Erinnerungskultur von großer Bedeutung
Auch Aras betonte die Bedeutung der Erinnerungskultur an die NS-Zeit: Nur Rassisten, die die Gesellschaft spalten wollen, würden „eine 180-Grad-Wende in der Erinnerungskultur“ fordern, so die Politikerin. Der Holocaust habe nicht erst mit dem Bau der Konzentrationslager begonnen, sondern viel früher, indem Ausgrenzung, Fremden- und Judenhass in der Zeit vor dem Nationalsozialismus Konjunktur gehabt hätten. Vorfälle wie der Attentatsversuch in München oder die aktuellen Wahlergebnisse in Thüringen und Sachsen würden zeigen, wie aktuell die Bedrohung durch Rechtsextremismus und Faschismus nach wie vor sei.
Die Politikerin dankte der Freiburger Stadtverwaltung, dem Gemeinderat und dem Förderverein für ihren Einsatz für die Gedenkstätte. Es sei keine Selbstverständlichkeit, und ein wichtiges Signal, dass Freiburg zusammensteht und sich auf diese Weise mit seiner eigenen NS-Geschichte und der Vorgeschichte des Nationalsozialismus in der Weimarer Republik befasse.
„Wir tragen die Verantwortung für das, was in der Zukunft passiert“, so Aras. Orte wie das Dokumentationszentrum in Freiburg seien nicht zuletzt deshalb wichtig, weil es immer weniger Zeitzeugen der NS-Zeit gebe. Dies betonte auch Freiburgs Schulbürgermeisterin Christine Buchheit: Das NS-Dokumentationszentrum werde nicht zuletzt ein wichtiger Ort der historischen Bildung sein.
Es sei aber auch wichtig, dass Politiker aus Kommunal-, Landes- und Bundesebene rausgehen würden zu den Menschen und zuhören, was sie zu sagen haben, so Aras. Dies sei gerade angesichts der Tatsache wichtig, dass politischer Extremismus so viel Zulauf erfahre wie zuletzt. Es gehe darum, „zuzuhören, ohne Extremisten und Rassisten nach dem Mund zu reden“, so Aras.
NS-Dokuzentrum wird Teil der Freiburger Museumslandschaft
Das Gedenkzentrum mit seiner Ausstellungsfläche von 800 Quadratmetern sowie Seminarräumen und Platz für Sonderausstellungen wird im kommenden Frühjahr seiner Bestimmung übergeben.
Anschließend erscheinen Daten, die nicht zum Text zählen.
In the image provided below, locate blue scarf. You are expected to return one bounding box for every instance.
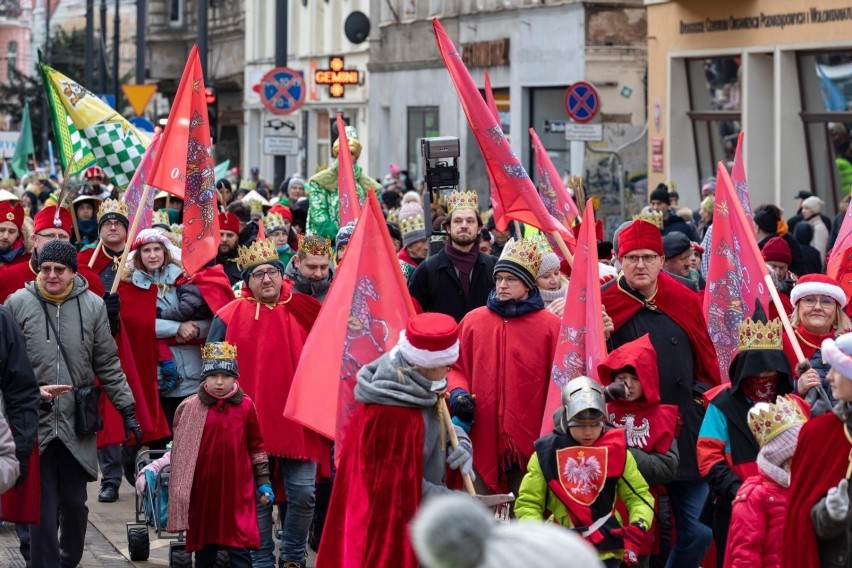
[486,287,545,318]
[0,242,24,264]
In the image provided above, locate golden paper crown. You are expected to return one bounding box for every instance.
[246,199,264,215]
[0,178,17,188]
[447,190,479,215]
[238,179,257,191]
[399,214,425,236]
[264,212,288,232]
[738,316,782,351]
[202,341,238,361]
[747,395,807,447]
[632,210,664,229]
[498,238,543,277]
[168,224,183,245]
[298,234,332,257]
[238,238,279,271]
[97,198,128,222]
[528,232,554,255]
[152,210,170,227]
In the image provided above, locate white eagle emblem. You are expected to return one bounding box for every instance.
[563,454,602,496]
[611,413,651,449]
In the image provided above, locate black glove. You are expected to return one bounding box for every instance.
[156,306,163,318]
[103,292,121,336]
[604,382,627,402]
[449,388,476,424]
[118,405,143,446]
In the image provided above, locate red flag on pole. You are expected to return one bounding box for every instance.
[483,70,505,227]
[540,199,606,436]
[146,45,219,276]
[284,191,417,449]
[827,205,852,304]
[530,127,581,227]
[256,217,266,241]
[730,131,754,219]
[703,162,770,380]
[122,130,161,231]
[433,18,573,243]
[336,114,361,226]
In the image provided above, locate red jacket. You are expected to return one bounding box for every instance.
[725,472,787,568]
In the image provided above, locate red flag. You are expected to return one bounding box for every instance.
[827,205,852,304]
[434,19,573,244]
[540,200,606,436]
[284,191,416,448]
[257,217,266,241]
[336,114,361,226]
[530,127,580,227]
[483,71,505,227]
[703,162,769,381]
[122,130,161,231]
[730,131,754,219]
[146,45,219,276]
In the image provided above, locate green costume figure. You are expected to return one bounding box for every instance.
[306,126,381,240]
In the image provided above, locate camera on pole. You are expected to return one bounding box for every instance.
[420,136,460,254]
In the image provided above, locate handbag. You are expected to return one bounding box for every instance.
[45,307,103,436]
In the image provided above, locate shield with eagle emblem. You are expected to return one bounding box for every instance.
[556,446,609,506]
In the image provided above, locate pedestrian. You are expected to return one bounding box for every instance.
[515,376,655,568]
[648,184,698,241]
[167,341,270,567]
[754,204,805,277]
[535,236,567,316]
[792,222,824,275]
[284,234,335,303]
[217,211,243,285]
[800,196,829,261]
[4,239,141,567]
[0,199,29,269]
[398,201,428,269]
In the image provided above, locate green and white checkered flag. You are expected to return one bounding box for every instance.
[83,122,146,188]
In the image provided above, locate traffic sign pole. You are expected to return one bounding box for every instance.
[564,81,601,176]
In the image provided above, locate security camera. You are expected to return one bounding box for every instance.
[421,136,460,160]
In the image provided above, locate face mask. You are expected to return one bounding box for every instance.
[430,378,448,393]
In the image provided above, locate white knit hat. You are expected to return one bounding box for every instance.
[822,333,852,380]
[790,274,847,308]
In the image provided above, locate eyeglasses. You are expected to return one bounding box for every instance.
[621,254,660,265]
[494,275,522,285]
[801,296,836,308]
[36,232,70,242]
[250,268,281,281]
[101,220,124,229]
[40,265,68,276]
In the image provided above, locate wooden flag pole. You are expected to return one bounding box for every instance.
[764,273,806,363]
[551,230,575,268]
[441,399,476,496]
[110,184,152,294]
[513,220,523,239]
[88,240,103,269]
[70,205,81,243]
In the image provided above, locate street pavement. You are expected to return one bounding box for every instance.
[0,477,317,567]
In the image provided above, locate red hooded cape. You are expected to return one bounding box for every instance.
[782,411,852,568]
[316,403,422,568]
[177,263,235,314]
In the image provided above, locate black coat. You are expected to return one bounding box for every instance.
[662,212,699,242]
[408,248,496,323]
[758,233,805,277]
[216,250,243,286]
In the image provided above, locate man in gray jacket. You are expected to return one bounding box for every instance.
[4,240,141,568]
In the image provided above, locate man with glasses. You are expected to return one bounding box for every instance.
[602,219,721,568]
[207,239,325,568]
[447,237,560,500]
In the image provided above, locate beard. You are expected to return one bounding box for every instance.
[448,232,476,248]
[0,243,11,256]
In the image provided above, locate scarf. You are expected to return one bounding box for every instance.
[741,375,779,404]
[354,348,444,409]
[539,283,567,306]
[35,274,74,304]
[443,242,479,297]
[486,287,545,318]
[756,425,800,488]
[0,239,24,264]
[199,382,244,409]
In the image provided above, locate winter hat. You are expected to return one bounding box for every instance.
[399,201,427,248]
[663,231,690,259]
[38,239,78,273]
[269,203,293,222]
[0,200,24,230]
[201,342,239,378]
[793,222,813,245]
[649,183,671,205]
[397,313,460,368]
[761,236,792,265]
[753,205,781,234]
[823,333,852,379]
[801,196,824,215]
[494,238,542,290]
[530,234,559,278]
[790,274,846,308]
[701,177,717,195]
[218,211,241,234]
[335,221,356,250]
[128,228,183,266]
[287,175,305,190]
[794,190,813,201]
[411,493,604,568]
[33,205,72,235]
[617,219,664,257]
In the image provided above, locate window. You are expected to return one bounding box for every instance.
[429,0,443,15]
[169,0,184,26]
[685,57,742,183]
[6,41,16,80]
[407,107,439,178]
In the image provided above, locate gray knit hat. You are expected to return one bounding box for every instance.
[399,202,427,248]
[335,221,356,250]
[201,342,239,378]
[38,240,78,273]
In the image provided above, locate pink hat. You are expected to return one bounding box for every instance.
[790,274,847,308]
[822,333,852,379]
[397,313,460,368]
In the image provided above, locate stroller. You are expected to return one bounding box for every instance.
[126,449,230,567]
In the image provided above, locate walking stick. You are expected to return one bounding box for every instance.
[441,398,476,496]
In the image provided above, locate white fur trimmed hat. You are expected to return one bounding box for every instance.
[397,313,460,368]
[790,273,847,308]
[822,333,852,380]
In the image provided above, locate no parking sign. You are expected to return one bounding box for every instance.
[564,81,600,124]
[259,67,306,115]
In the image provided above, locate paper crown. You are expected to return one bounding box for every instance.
[152,210,170,227]
[263,212,288,232]
[298,234,333,257]
[747,395,807,447]
[168,224,183,245]
[399,213,425,236]
[447,190,478,215]
[246,199,264,215]
[528,232,554,255]
[97,198,128,222]
[499,237,543,278]
[237,238,279,271]
[202,341,238,361]
[738,314,782,351]
[632,210,664,229]
[238,179,257,191]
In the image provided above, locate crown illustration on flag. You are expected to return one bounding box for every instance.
[298,234,333,257]
[96,198,128,222]
[737,315,782,351]
[237,238,279,271]
[447,190,479,215]
[632,210,663,229]
[499,237,543,278]
[399,213,425,235]
[152,210,170,227]
[202,341,238,361]
[263,212,288,232]
[747,395,807,447]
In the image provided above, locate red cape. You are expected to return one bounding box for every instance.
[178,264,235,314]
[782,411,852,568]
[316,403,422,568]
[601,273,721,389]
[78,245,119,276]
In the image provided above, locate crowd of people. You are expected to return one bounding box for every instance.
[1,148,852,568]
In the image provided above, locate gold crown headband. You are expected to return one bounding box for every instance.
[152,210,170,226]
[238,238,279,271]
[202,341,238,361]
[299,234,333,257]
[499,238,543,277]
[738,316,782,351]
[400,214,425,235]
[97,198,129,222]
[632,210,663,229]
[447,190,478,215]
[747,395,807,447]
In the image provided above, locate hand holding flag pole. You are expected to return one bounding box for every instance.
[440,398,476,496]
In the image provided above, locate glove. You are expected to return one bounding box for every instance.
[603,382,627,402]
[103,292,121,336]
[615,522,646,566]
[826,479,849,522]
[452,415,473,433]
[119,405,143,446]
[447,430,475,482]
[258,483,275,504]
[158,361,179,393]
[156,307,163,318]
[449,388,476,424]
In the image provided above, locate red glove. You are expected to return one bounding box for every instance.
[615,522,646,566]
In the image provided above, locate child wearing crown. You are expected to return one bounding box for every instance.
[167,341,271,567]
[724,395,807,568]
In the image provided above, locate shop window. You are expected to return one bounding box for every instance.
[407,107,440,179]
[685,57,742,183]
[798,51,852,202]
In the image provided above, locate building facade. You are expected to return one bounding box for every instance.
[647,0,852,215]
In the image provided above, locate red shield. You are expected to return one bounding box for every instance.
[556,446,608,507]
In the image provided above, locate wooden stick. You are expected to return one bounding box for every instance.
[551,230,575,268]
[441,398,476,496]
[110,184,152,294]
[513,220,523,239]
[88,240,103,269]
[764,273,806,363]
[70,204,81,243]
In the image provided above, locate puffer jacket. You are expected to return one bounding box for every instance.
[4,275,135,480]
[724,472,787,568]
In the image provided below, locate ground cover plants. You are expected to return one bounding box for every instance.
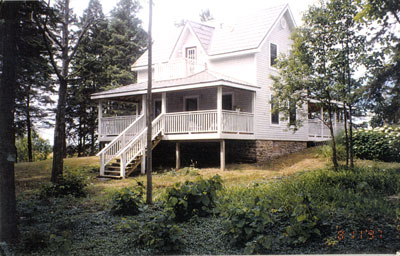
[10,149,400,255]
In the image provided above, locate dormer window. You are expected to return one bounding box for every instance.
[270,43,277,67]
[186,47,197,62]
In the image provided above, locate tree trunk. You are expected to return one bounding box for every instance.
[146,0,153,205]
[0,2,19,242]
[26,92,33,162]
[328,106,339,171]
[349,105,354,168]
[51,0,70,183]
[343,103,349,167]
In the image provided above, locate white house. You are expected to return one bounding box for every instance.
[91,4,342,178]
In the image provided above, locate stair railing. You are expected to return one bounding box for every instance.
[97,114,145,175]
[116,113,165,177]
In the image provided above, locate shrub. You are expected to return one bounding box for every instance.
[40,168,89,198]
[353,126,400,162]
[110,182,144,216]
[317,144,346,161]
[165,175,223,221]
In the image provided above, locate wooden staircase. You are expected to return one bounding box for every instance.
[99,132,164,179]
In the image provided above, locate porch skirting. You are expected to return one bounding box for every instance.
[151,140,307,169]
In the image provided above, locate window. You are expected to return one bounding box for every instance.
[185,47,197,61]
[184,96,198,111]
[271,95,279,124]
[270,43,277,67]
[222,94,233,110]
[289,101,296,126]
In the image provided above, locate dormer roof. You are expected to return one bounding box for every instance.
[133,4,295,69]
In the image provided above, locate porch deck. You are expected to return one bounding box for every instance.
[99,109,255,142]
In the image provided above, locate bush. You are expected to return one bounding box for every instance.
[165,175,223,221]
[40,168,89,198]
[353,126,400,162]
[110,182,144,216]
[317,144,346,161]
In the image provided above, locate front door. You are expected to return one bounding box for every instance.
[185,97,198,111]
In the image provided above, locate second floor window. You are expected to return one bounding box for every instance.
[271,95,279,124]
[270,43,277,67]
[186,47,197,61]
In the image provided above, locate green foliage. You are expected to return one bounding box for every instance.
[353,126,400,162]
[220,167,400,253]
[317,144,346,161]
[165,175,223,221]
[15,131,52,162]
[131,213,183,252]
[110,182,144,215]
[39,168,89,198]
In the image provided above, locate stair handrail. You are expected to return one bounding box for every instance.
[116,114,165,175]
[97,114,145,172]
[96,114,145,157]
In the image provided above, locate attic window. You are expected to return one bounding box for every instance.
[270,43,277,67]
[186,47,197,61]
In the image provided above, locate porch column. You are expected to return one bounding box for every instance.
[161,92,166,114]
[252,91,256,133]
[175,142,180,170]
[217,86,223,135]
[98,101,103,138]
[220,139,225,171]
[142,94,146,116]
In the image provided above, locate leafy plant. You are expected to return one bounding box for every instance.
[39,168,89,198]
[353,126,400,162]
[110,182,144,216]
[165,175,223,221]
[317,144,346,161]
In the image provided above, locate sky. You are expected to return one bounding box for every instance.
[40,0,319,144]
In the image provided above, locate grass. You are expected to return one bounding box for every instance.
[11,146,400,255]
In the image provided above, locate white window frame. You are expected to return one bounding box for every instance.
[185,46,197,61]
[183,95,199,111]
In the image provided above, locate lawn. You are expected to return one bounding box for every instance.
[11,147,400,255]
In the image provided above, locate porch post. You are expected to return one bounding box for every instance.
[220,139,225,171]
[98,101,103,139]
[175,142,180,170]
[142,94,146,116]
[217,86,222,135]
[252,91,256,133]
[161,92,166,114]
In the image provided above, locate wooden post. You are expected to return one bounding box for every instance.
[175,142,180,170]
[162,92,166,113]
[141,149,146,174]
[217,86,222,135]
[220,139,225,171]
[120,153,126,178]
[146,0,153,204]
[142,94,146,116]
[98,101,103,139]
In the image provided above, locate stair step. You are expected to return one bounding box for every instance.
[104,170,121,174]
[98,175,122,179]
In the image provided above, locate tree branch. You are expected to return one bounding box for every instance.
[67,15,93,67]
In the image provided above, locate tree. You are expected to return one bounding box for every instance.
[105,0,147,88]
[271,3,341,170]
[328,0,366,168]
[199,9,214,22]
[356,0,400,126]
[0,0,20,242]
[16,131,52,162]
[34,0,93,183]
[146,0,153,205]
[66,0,109,156]
[13,3,54,162]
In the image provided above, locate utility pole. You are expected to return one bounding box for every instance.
[146,0,153,204]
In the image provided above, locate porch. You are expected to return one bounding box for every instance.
[97,85,256,142]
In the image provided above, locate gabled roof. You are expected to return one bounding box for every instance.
[91,70,259,100]
[133,4,294,68]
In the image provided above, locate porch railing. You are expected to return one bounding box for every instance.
[154,58,206,81]
[222,110,254,134]
[100,115,138,137]
[308,119,344,139]
[164,110,254,134]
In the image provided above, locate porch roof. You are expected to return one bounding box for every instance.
[91,70,259,100]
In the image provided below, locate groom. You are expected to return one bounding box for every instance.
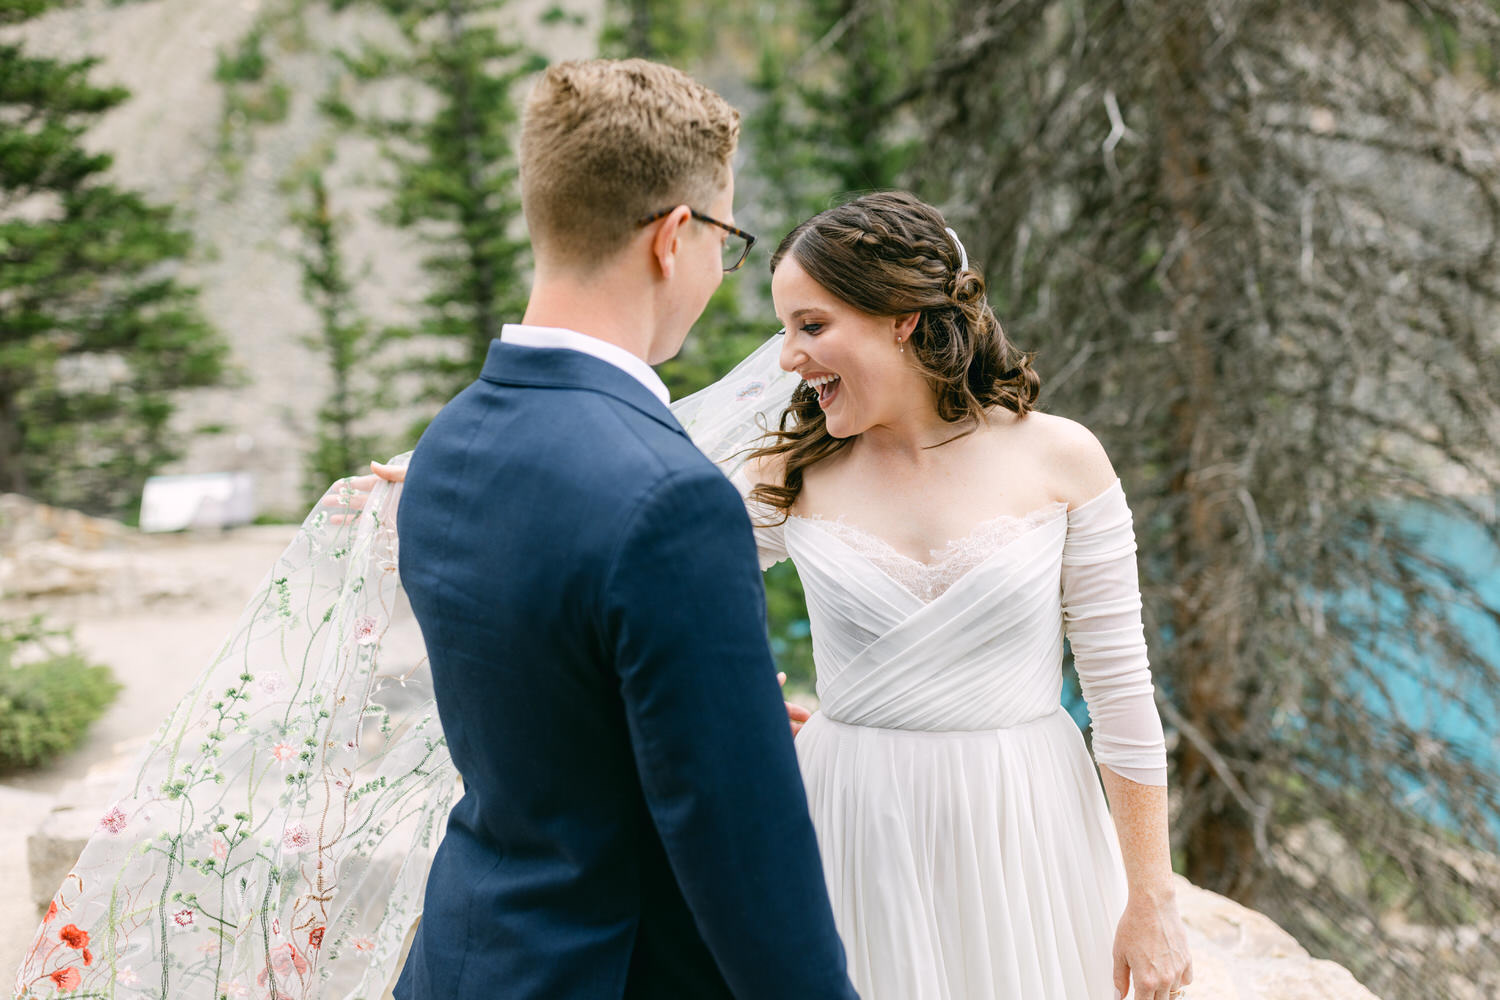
[392,60,858,999]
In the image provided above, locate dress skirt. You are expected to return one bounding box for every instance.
[796,705,1130,1000]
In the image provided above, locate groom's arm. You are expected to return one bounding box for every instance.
[602,465,858,1000]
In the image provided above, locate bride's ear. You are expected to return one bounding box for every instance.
[894,312,920,338]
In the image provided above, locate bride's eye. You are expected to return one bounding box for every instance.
[800,322,824,335]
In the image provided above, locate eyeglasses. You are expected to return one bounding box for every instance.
[637,207,757,273]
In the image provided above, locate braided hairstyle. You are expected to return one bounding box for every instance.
[748,190,1041,518]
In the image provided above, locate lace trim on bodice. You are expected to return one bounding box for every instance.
[792,502,1069,602]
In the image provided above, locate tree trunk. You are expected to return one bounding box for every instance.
[1156,3,1259,903]
[0,380,27,496]
[627,0,653,58]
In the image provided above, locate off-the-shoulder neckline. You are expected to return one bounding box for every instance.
[1067,476,1124,515]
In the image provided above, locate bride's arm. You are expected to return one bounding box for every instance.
[1050,417,1193,1000]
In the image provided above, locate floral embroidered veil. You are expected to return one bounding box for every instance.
[11,333,799,1000]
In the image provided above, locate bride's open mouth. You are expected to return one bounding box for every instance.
[807,373,842,408]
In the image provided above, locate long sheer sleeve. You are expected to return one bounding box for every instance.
[1060,479,1169,786]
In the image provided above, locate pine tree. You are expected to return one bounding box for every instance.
[745,0,947,232]
[0,5,225,516]
[293,170,379,502]
[600,0,713,61]
[327,0,540,411]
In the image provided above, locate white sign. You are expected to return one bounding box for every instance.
[139,471,256,533]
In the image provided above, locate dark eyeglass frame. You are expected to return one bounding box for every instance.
[637,207,757,273]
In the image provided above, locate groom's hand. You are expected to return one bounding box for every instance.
[319,462,407,524]
[778,672,813,738]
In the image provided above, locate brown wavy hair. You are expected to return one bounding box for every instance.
[748,191,1041,517]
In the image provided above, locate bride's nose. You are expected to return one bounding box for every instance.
[778,328,803,373]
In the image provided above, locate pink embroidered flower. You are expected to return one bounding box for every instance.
[270,743,296,765]
[256,943,309,986]
[258,673,286,696]
[308,926,325,949]
[281,823,312,853]
[99,806,127,834]
[49,968,81,990]
[351,935,375,952]
[172,908,195,930]
[218,980,250,998]
[43,900,57,923]
[197,939,219,954]
[212,836,229,861]
[271,918,281,936]
[353,615,380,645]
[117,966,140,986]
[59,924,89,949]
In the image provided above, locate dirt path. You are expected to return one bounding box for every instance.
[1,524,297,977]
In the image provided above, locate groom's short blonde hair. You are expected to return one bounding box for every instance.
[520,59,740,270]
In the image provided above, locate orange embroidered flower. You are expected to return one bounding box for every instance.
[256,943,309,986]
[49,968,81,990]
[59,924,89,949]
[43,900,57,923]
[83,947,93,966]
[308,926,324,949]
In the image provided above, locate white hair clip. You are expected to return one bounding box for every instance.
[944,226,969,271]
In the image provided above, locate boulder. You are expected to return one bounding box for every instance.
[1175,875,1382,998]
[24,748,139,916]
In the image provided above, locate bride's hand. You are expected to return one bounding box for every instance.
[778,672,812,738]
[320,461,407,523]
[1112,889,1192,1000]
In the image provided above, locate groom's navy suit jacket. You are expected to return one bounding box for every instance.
[394,341,857,999]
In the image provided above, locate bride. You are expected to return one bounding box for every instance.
[13,192,1191,1000]
[717,192,1192,999]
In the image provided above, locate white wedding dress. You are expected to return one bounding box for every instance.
[678,333,1169,1000]
[730,479,1167,1000]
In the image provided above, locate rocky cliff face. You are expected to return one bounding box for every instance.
[5,0,601,516]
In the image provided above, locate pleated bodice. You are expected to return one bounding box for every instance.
[787,507,1071,733]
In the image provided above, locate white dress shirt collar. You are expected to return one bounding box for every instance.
[500,324,670,406]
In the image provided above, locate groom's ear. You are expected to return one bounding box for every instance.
[649,205,694,280]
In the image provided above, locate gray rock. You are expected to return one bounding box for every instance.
[1175,875,1383,998]
[24,752,138,916]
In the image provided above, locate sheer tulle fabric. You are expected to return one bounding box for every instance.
[13,456,458,1000]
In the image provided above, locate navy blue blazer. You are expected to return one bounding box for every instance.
[393,341,857,999]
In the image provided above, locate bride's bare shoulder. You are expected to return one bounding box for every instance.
[1011,412,1119,508]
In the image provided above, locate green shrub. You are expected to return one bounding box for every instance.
[0,618,121,770]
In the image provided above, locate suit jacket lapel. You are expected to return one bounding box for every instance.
[479,340,687,439]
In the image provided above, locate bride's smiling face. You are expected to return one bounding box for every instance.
[772,258,924,439]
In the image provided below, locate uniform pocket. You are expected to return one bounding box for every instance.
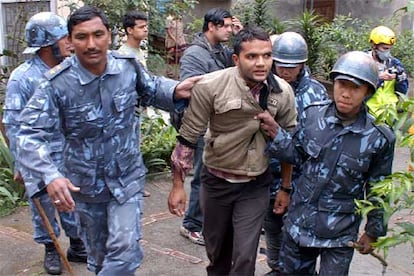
[63,103,101,138]
[314,199,359,239]
[65,158,97,195]
[113,87,138,112]
[337,153,370,182]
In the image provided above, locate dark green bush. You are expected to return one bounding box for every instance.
[141,110,177,173]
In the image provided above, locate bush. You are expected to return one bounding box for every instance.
[355,95,414,260]
[141,110,177,173]
[391,29,414,77]
[311,15,373,79]
[0,131,25,216]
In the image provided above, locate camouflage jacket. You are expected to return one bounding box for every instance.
[267,101,395,247]
[269,67,329,196]
[16,51,179,203]
[3,55,65,173]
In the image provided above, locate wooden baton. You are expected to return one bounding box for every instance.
[33,198,74,276]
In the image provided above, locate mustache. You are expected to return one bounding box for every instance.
[84,49,100,55]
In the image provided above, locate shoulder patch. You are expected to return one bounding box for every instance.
[111,49,136,59]
[44,58,71,80]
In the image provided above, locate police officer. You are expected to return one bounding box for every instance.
[367,26,409,117]
[263,31,329,275]
[2,12,86,275]
[257,51,395,275]
[15,6,198,275]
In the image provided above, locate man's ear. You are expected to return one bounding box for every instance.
[108,29,112,45]
[208,22,215,32]
[232,53,239,66]
[126,26,133,35]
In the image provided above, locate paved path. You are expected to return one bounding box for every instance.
[0,148,413,275]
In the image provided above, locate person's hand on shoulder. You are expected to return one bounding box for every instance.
[174,75,203,100]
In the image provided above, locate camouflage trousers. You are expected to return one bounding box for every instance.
[29,192,80,244]
[76,193,143,275]
[279,231,354,276]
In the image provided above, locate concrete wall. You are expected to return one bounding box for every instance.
[194,0,232,18]
[336,0,411,31]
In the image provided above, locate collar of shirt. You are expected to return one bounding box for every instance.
[325,102,370,133]
[73,54,122,85]
[250,82,263,102]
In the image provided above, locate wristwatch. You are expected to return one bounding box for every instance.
[279,186,292,194]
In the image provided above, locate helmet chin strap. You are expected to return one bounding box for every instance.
[51,43,64,63]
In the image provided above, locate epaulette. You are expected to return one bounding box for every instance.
[111,49,136,59]
[373,122,396,144]
[44,58,71,80]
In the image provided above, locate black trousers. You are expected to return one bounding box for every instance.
[200,167,271,276]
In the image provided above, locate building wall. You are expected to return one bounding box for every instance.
[336,0,411,31]
[255,0,411,31]
[0,0,71,66]
[194,0,232,18]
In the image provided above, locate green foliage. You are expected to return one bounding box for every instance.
[232,0,279,33]
[391,30,414,77]
[355,97,414,259]
[0,132,25,216]
[164,0,199,17]
[63,0,147,28]
[141,110,177,173]
[268,17,286,35]
[312,15,372,79]
[285,10,325,72]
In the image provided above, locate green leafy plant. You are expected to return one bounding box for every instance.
[391,29,414,77]
[232,0,279,33]
[285,10,325,72]
[355,96,414,260]
[141,110,177,173]
[0,131,25,216]
[312,14,372,79]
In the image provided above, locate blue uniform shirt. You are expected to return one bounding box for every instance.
[267,101,395,247]
[3,55,65,174]
[269,67,329,196]
[16,51,179,203]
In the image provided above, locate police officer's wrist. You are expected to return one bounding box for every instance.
[279,186,292,194]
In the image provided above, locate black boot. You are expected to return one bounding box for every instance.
[44,243,62,275]
[67,238,87,263]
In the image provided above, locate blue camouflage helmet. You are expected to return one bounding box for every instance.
[23,12,68,54]
[330,51,379,91]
Es grenzt räumlich an den neuen Standort der Freiburger Außenstelle der Landeszentrale für Politische Bildung und werde, so Martin Horn, „eine Wohngemeinschaft der Demokratie“ bilden.
Die erste Sonderausstellung werde sich unter dem Titel „Ende der Zeitzeugenschaft?“ Ende 2025 veranstaltet werden, so Sozialbürgermeister Ulrich von Kirchbach. Er dankte vor allem dem Förderverein des Zentrums, der bereits mehr als 200 Mitglieder hat und schon mehr als 100 000 Euro für den Betrieb des Zentrums gesammelt hat, das Teil der Freiburger Museumslandschaft sein wird.